10.4. Cluster Daemon crashes
RGManager has a watchdog process that reboots the host if the main
rgmanager
process fails unexpectedly. This causes the cluster node to get fenced and rgmanager
to recover the service on another host. When the watchdog daemon detects that the main rgmanager
process has crashed then it will reboot the cluster node, and the active cluster nodes will detect that the cluster node has left and evict it from the cluster.
The lower number process ID (PID) is the watchdog process that takes action if its child (the process with the higher PID number) crashes. Capturing the core of the process with the higher PID number using
gcore
can aid in troubleshooting a crashed daemon.
Install the packages that are required to capture and view the core, and ensure that both the
rgmanager
and rgmanager-debuginfo
are the same version or the captured application core might be unusable.

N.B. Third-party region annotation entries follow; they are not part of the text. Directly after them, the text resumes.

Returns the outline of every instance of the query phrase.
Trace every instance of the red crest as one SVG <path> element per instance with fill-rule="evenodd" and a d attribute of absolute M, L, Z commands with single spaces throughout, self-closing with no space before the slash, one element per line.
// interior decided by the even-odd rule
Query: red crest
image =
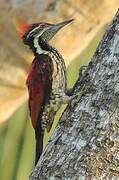
<path fill-rule="evenodd" d="M 19 27 L 18 27 L 18 33 L 20 35 L 20 37 L 22 38 L 24 36 L 24 34 L 31 29 L 32 24 L 28 24 L 25 22 L 20 22 L 19 23 Z"/>

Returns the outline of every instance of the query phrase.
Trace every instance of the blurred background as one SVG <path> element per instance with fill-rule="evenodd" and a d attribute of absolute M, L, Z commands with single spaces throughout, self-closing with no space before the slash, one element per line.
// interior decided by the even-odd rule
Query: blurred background
<path fill-rule="evenodd" d="M 65 59 L 68 86 L 72 87 L 118 5 L 119 0 L 0 0 L 0 180 L 26 180 L 34 166 L 34 131 L 25 85 L 33 55 L 17 33 L 19 24 L 75 19 L 51 42 Z M 45 145 L 61 112 L 51 133 L 45 135 Z"/>

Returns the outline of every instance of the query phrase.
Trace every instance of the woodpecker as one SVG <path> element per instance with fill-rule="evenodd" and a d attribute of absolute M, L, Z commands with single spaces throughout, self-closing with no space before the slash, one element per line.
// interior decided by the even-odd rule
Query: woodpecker
<path fill-rule="evenodd" d="M 66 66 L 62 55 L 49 44 L 54 35 L 73 19 L 58 24 L 22 24 L 20 36 L 34 53 L 27 87 L 29 110 L 36 139 L 35 164 L 43 151 L 44 130 L 49 132 L 56 112 L 72 99 L 67 89 Z"/>

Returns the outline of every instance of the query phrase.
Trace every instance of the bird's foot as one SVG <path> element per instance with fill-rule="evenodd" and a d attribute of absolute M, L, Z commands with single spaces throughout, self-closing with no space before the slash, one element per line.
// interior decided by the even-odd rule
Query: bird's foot
<path fill-rule="evenodd" d="M 87 66 L 86 65 L 83 65 L 80 67 L 79 69 L 79 77 L 81 77 L 83 75 L 83 73 L 85 72 Z"/>

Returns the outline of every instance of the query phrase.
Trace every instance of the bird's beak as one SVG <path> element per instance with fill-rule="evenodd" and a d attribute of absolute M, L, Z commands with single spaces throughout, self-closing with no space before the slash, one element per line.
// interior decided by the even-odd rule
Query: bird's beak
<path fill-rule="evenodd" d="M 42 34 L 42 39 L 45 39 L 46 41 L 50 41 L 54 35 L 64 26 L 66 26 L 67 24 L 71 23 L 73 21 L 73 19 L 67 20 L 67 21 L 63 21 L 61 23 L 58 24 L 52 24 L 43 34 Z"/>

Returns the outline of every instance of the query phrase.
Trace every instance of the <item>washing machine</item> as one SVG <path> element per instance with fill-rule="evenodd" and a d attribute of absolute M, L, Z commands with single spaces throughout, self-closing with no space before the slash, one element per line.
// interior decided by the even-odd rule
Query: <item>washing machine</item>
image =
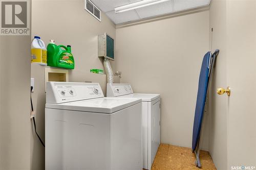
<path fill-rule="evenodd" d="M 150 170 L 160 144 L 160 95 L 134 93 L 129 84 L 108 84 L 106 96 L 142 100 L 143 167 Z"/>
<path fill-rule="evenodd" d="M 141 170 L 141 99 L 98 83 L 47 82 L 46 169 Z"/>

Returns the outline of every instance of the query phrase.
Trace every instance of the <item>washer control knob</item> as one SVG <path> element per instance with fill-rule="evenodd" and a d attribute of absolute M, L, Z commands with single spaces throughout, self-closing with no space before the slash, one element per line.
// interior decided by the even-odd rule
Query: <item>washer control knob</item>
<path fill-rule="evenodd" d="M 97 88 L 94 88 L 93 92 L 94 93 L 98 94 L 99 93 L 99 90 Z"/>

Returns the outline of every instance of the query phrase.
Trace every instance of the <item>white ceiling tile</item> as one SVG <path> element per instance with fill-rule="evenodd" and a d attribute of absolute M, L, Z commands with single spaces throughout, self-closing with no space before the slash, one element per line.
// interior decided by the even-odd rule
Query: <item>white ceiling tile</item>
<path fill-rule="evenodd" d="M 150 17 L 151 16 L 162 15 L 173 12 L 172 1 L 168 1 L 146 7 L 136 9 L 141 18 Z"/>
<path fill-rule="evenodd" d="M 106 13 L 106 15 L 116 24 L 125 22 L 139 19 L 135 10 L 129 11 L 116 14 L 115 11 Z"/>
<path fill-rule="evenodd" d="M 118 14 L 115 7 L 141 0 L 91 0 L 116 24 L 154 17 L 209 4 L 210 0 L 170 0 Z M 173 3 L 173 4 L 172 4 Z"/>
<path fill-rule="evenodd" d="M 179 11 L 209 4 L 210 0 L 174 0 L 174 11 Z"/>
<path fill-rule="evenodd" d="M 103 12 L 115 10 L 115 7 L 131 3 L 129 0 L 91 0 L 98 8 Z"/>

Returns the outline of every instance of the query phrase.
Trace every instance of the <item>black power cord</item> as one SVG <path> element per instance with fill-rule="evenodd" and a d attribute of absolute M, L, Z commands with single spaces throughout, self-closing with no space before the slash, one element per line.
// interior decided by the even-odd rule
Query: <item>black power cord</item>
<path fill-rule="evenodd" d="M 32 90 L 33 90 L 33 86 L 31 86 L 31 90 L 30 91 L 30 102 L 31 103 L 31 112 L 33 113 L 33 112 L 34 112 L 34 108 L 33 108 L 33 103 L 32 102 Z M 40 136 L 39 136 L 38 134 L 36 132 L 36 127 L 35 125 L 35 117 L 34 116 L 34 114 L 32 114 L 32 116 L 33 116 L 33 117 L 32 117 L 33 122 L 34 123 L 34 128 L 35 129 L 35 133 L 36 134 L 36 135 L 38 137 L 39 140 L 41 142 L 41 143 L 42 143 L 44 147 L 45 147 L 46 146 L 45 145 L 45 143 L 44 143 L 42 140 L 41 139 L 41 138 L 40 137 Z"/>

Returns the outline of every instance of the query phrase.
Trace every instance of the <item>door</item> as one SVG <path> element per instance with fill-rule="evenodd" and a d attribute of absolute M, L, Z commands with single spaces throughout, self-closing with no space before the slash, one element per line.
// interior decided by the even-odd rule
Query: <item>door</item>
<path fill-rule="evenodd" d="M 212 28 L 210 42 L 220 54 L 209 95 L 209 151 L 217 169 L 256 169 L 256 1 L 212 1 Z M 230 96 L 216 93 L 227 86 Z"/>
<path fill-rule="evenodd" d="M 256 1 L 227 1 L 226 13 L 227 165 L 255 169 Z"/>

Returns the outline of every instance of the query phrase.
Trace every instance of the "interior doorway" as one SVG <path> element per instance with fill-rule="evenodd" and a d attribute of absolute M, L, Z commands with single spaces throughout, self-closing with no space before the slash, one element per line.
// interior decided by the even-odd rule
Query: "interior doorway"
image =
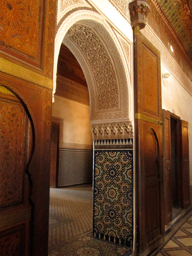
<path fill-rule="evenodd" d="M 172 220 L 181 211 L 179 170 L 180 138 L 179 120 L 175 115 L 170 114 L 171 149 L 171 194 Z"/>
<path fill-rule="evenodd" d="M 190 205 L 188 126 L 170 111 L 163 115 L 165 220 L 171 225 Z"/>
<path fill-rule="evenodd" d="M 63 44 L 57 84 L 51 142 L 49 255 L 67 251 L 69 244 L 72 250 L 80 238 L 92 233 L 92 227 L 93 143 L 89 91 L 80 64 Z"/>

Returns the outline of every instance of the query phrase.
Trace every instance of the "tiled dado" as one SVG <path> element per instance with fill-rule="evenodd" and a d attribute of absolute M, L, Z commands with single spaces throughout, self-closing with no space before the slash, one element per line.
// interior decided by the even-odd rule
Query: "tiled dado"
<path fill-rule="evenodd" d="M 93 234 L 133 247 L 133 139 L 94 141 Z"/>
<path fill-rule="evenodd" d="M 58 186 L 91 182 L 93 150 L 59 148 Z"/>

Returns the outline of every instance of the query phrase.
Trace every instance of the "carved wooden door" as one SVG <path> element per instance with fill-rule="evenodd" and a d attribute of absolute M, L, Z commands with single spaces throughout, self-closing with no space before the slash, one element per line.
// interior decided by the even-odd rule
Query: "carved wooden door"
<path fill-rule="evenodd" d="M 165 233 L 160 53 L 134 29 L 137 254 L 157 247 Z"/>
<path fill-rule="evenodd" d="M 180 178 L 181 179 L 181 203 L 183 208 L 190 206 L 189 159 L 189 132 L 188 123 L 181 120 L 181 166 Z"/>
<path fill-rule="evenodd" d="M 171 151 L 170 113 L 163 110 L 165 179 L 165 220 L 167 225 L 172 219 Z"/>
<path fill-rule="evenodd" d="M 26 172 L 31 135 L 30 123 L 23 105 L 10 91 L 0 86 L 1 255 L 28 256 L 31 251 L 32 208 Z"/>

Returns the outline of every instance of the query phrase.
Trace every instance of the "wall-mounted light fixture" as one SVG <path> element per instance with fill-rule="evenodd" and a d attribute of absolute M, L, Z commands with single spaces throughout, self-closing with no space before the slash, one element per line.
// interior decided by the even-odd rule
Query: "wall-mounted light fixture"
<path fill-rule="evenodd" d="M 169 73 L 165 73 L 163 74 L 162 73 L 161 74 L 161 76 L 162 78 L 168 78 L 170 75 L 170 74 Z"/>

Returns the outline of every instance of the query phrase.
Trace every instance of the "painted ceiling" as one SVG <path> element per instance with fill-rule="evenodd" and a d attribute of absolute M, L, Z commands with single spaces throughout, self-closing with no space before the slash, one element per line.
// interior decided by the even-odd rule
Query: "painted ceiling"
<path fill-rule="evenodd" d="M 192 0 L 153 0 L 158 3 L 192 59 Z"/>

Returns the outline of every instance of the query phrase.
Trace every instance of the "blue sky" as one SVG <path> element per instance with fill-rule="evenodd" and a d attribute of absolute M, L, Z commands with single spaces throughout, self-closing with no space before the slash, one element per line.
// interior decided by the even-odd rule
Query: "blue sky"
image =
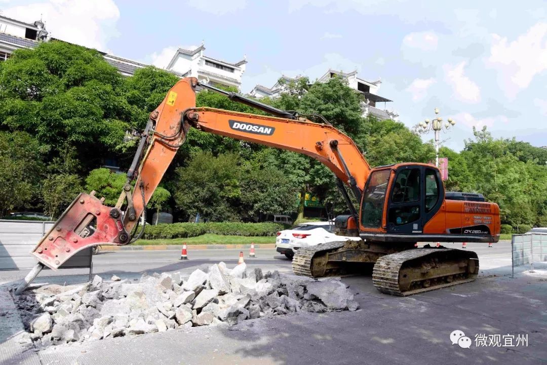
<path fill-rule="evenodd" d="M 547 145 L 544 1 L 448 3 L 0 0 L 0 8 L 29 21 L 42 14 L 54 37 L 160 67 L 177 47 L 202 41 L 214 58 L 246 55 L 244 92 L 282 73 L 313 80 L 329 68 L 357 69 L 381 78 L 378 93 L 409 127 L 434 117 L 435 107 L 454 119 L 442 135 L 451 148 L 484 125 L 496 137 Z"/>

$ yum -y --enablerepo=rhel-debuginfo install gdb rgmanager-debuginfo
10.4.1. Capturing the rgmanager
Core at Runtime
There are two
rgmanager
processes that are running as it is started. You must capture the core for the rgmanager
process with the higher PID.
The following is an example output from the
ps
command showing two processes for rgmanager
.
$ ps aux | grep rgmanager | grep -v grep root 22482 0.0 0.5 23544 5136 ? S<Ls Dec01 0:00 rgmanager root 22483 0.0 0.2 78372 2060 ? S<l Dec01 0:47 rgmanager
In the following example, the
pidof
program is used to automatically determine the higher-numbered pid, which is the appropriate pid to create the core. The full command captures the application core for the process 22483 which has the higher pid number.
$ gcore -o /tmp/rgmanager-$(date '+%F_%s').core $(pidof -s rgmanager)